Furthermore, the EGFR exon 20 insertion variants that commercially available mutation screening approaches can detect have been traditionally thought to confer resistance to EGFR TKIs (26). Kobayashi and Mitsudomi reported the in vitro sensitivities of Ba/F3 cells expressing each EGFR mutation to various TKIs (2). In that study, the inhibition concentration 50% (IC50) value of gefitinib was 4.8 and 26 nM for the common mutations delE746_A750 and L858R, respectively. In contrast, the IC50 value of afatinib was 72 and 86 nM for V769_D770insASV and D770_N771insSVD, respectively. Although we were unable to identify the exon 20 insertion sequence variant in our case, afatinib might have been effective to some extent.

The majority of compound EGFR mutations comprise one common mutation and an uncommon partner mutation (4). In a 2006 study, 7 (6.9%) of 102 EGFR-mutation-positive cases were EGFR compound mutations (27). Kim et al. reported that an EGFR compound mutation was detected in 15 (24.6%) of 61 cases of EGFR-mutation-positive lung adenocarcinoma in 2016 (4).
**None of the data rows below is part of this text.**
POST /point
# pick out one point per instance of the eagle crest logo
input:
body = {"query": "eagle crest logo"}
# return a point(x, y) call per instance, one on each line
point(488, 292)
In this case, we observed a combination mutation involving exon 19 deletion and exon 20 insertion that had previously only been reported in two cases (17). The detection rate of EGFR compound mutations has gradually increased year after year, and between-study differences in detection rates may be attributed to progress in sequencing technology and the sources of sequencing templates.

The efficacy of EGFR TKIs in patients with compound mutations has remained uncertain. A good response to afatinib was evident in our patient who had lung adenocarcinoma with EGFR compound mutations involving both exon 19 deletion and exon 20 insertion. Chen et al. treated two cases of EGFR compound mutations involving both 19 deletion and exon 20 insertion and one case involving exon 21L858R and exon 20 insertion by EGFR TKIs and reported that each case showed an increased PFS of more than six months (17). Compared with patients whose combination mutations only involve uncommon mutations, those whose combination mutations include both an uncommon and a common mutation have shown a higher response rate (83% vs. 29%), longer mPFS (12.7 vs. 4.9 months), and longer median overall survival (24.7 vs. 12.3 months) after gefitinib treatment (28). These results suggest that common mutations might play a primary role in objective responses to EGFR TKIs.

The authors state that they have no Conflict of Interest (COI).